Two children whose school was bombed in Aleppo pose in a mock destroyed classroom — set up by the charity Save the Children — outside the Houses of Parliament in London on Wednesday, one day before a donor conference aiming to raise money for victims of Syria's war.

At a one-day donor meeting in London, leaders and diplomats from 20 countries around the world have gathered to pledge funds to help victims of the ongoing crisis in Syria.

They hoped to raise $9 billion; they pledged a total of $10 billion.

You can see some of the pledges, and hear about the conference from NPR's Greg Myre, over at Here & Now.

Among the noteworthy pledges: The U.S. has committed about $900 million, and Britain has offered $1.75 billion between now and 2020.

The conference was far more successful than previous attempts to raise funds for Syria.

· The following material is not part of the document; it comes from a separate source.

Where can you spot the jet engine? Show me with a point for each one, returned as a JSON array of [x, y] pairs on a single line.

At an aid conference last year in Kuwait, The Associated Press reports, the goal was to raise $7 billion — and the nations gathered managed only half that amount, requiring cutbacks to things such as refugee food aid.

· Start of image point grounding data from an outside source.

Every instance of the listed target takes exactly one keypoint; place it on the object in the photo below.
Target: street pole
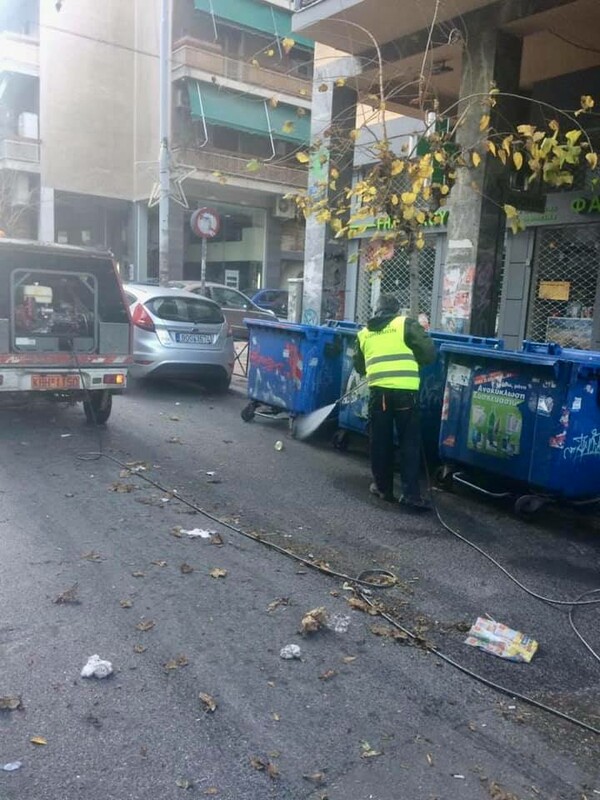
(163, 167)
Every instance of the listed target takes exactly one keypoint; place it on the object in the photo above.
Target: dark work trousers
(399, 409)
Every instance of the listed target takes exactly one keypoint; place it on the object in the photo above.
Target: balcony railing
(19, 53)
(192, 54)
(235, 166)
(25, 151)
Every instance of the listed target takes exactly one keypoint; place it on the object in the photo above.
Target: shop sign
(586, 205)
(385, 223)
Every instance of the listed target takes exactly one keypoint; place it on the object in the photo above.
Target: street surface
(360, 716)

But money, of course, isn't everything. Before the conference began, NPR's Alison Meuse reports from Beirut, activists were worried that little of the collected aid would reach besieged Syrians.

About a million Syrians are currently under siege, living in areas that are actively blockaded by rebel or regime forces. An estimated 4.6 million people have fled the war-torn country, and millions more are displaced inside the nation's borders; some 250,000 have been killed, NPR's Leila Fadel reports.

In addition to offering funds, the countries gathered will discuss economic incentives for countries struggling with the number of Syrian refugees they're hosting, as well as how to improve the delivery of humanitarian aid to refugees and get refugee children into schools.

European countries hope that providing more support for refugees in the Middle East will stem the tide of Syrians making the dangerous journey to Europe.

But the king of Jordan made his own plea at the gathering, the AP writes:

"Jordan's King Abdullah said his country could not sustain unaided the burden of almost 1.3 million Syrian refugees, who now make up a fifth of Jordan's population.

" 'We are doing our best against very difficult odds,' he said, but added: 'We have reached our limit.

" 'Our country will continue to do what we can do to help those in need, but it cannot be at the expense of our own people's welfare.' "

The donor conference is being held while U.N.-sponsored proximity talks between the Syrian government and some opposition groups are on hold for three weeks. The talks were paused as fighting intensified in Syria: The regime of President Bashar Assad, with backing from Russian airstrikes, cut off the main rebel supply line between Aleppo and Turkey this week, Alison Meuse reported Wednesday.

Meanwhile, a 7-year-old Syrian girl with a rare form of cancer was airlifted to Italy with her family, according to the AP.

Her trip was made possible by a so-called humanitarian corridor launched by an Italian Catholic-Protestant collaboration. It's a pilot project aiming to airlift about 1,000 particularly vulnerable refugees — the sick, elderly or disabled, and women alone with young children — and spare them the perilous sea journey to Europe.